DE AUTORIDADES E ABUSOS:

É fato: a responsabilização criminal de juízes já existe, seja no Código Penal, seja na Lei de abuso de autoridade há 50 anos em vigor (Lei 4.898/65). O que se pretende agora (mesmo que alguns dentre eles não se deem conta) eh a criação de tipos penais funcionais, alegadamente para maior controle sobre o sistema de justiça em geral.

Em relação à magistratura, vejamos quais as novidades propostas no Congresso Nacional depois desses 50 anos de criminalização de eventuais abusos de agentes públicos.

Num dos projetos em votação as alterações em discussão tem como motivação: 1) a condução coercitiva e o vazamento de áudio de um ex-presidente da República; 2) episódio envolvendo detenção provisória em local inapropriado. Ha proposta de criação de tipos penais específicos para as hipóteses - em aparente casuísmo - e também de tipos penais abertos.

A solução proposta pela outra casa do Congresso Nacional, em outro projeto de lei, consiste em: 1) ressuscitar o crime de hermenêutica há mais de 100 anos banido do ordenamento jurídico; 2) criar tipos culposos abertos; 3) tornar crime as faltas disciplinares previstas na Lei Orgânica da Magistratura. O que no último caso curiosamente pode levar a uma ação penal o juiz que, por exemplo, beba em público (obs: no Código Penal Militar, único a prever o tipo, constitui crime beber EM SERVIÇO). Ou seja, não se vê, também, maior técnica legislativa.

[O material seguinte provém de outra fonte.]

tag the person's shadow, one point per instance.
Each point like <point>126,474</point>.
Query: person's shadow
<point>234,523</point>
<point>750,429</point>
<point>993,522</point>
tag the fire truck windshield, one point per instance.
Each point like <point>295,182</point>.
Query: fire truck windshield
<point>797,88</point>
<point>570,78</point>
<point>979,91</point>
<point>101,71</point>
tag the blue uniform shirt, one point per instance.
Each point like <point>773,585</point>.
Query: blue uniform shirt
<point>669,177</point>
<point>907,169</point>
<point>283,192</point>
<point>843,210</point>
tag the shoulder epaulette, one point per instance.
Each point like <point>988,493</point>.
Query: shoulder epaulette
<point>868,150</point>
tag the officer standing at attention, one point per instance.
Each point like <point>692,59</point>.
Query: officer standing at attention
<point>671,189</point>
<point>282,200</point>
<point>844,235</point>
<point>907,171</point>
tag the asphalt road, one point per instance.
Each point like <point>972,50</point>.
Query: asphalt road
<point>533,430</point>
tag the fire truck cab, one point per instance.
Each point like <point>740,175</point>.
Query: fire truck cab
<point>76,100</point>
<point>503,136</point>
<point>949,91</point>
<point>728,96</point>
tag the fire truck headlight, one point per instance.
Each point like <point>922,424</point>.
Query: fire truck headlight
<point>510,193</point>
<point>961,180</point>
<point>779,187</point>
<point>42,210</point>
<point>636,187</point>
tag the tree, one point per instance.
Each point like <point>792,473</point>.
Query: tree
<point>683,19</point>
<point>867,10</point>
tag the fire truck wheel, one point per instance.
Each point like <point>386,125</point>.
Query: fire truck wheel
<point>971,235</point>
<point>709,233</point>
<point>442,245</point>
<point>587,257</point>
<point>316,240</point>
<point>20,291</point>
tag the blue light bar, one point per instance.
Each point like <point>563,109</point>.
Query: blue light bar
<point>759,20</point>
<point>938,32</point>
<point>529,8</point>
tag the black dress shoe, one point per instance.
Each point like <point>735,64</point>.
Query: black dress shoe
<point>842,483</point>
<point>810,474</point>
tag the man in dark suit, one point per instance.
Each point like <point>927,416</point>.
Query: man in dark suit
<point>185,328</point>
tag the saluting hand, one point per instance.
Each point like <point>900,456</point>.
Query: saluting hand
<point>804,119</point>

Não há dúvida de que pode, sim, haver debates no Parlamento a respeito, mas por imposição constitucional estes deveriam ser mais qualificados que o que estamos a assistir. Afinal, toda a atividade legislativa tem como fundamento o aperfeiçoamento das instituições, intenção esta que não se pode restringir a debate sobre remuneração de categorias funcionais (que, nas circunstâncias, cheira a desonestidade intelectual) e nem pode ter como móvel qualquer tipo de pessoalidade, pena de nulidade.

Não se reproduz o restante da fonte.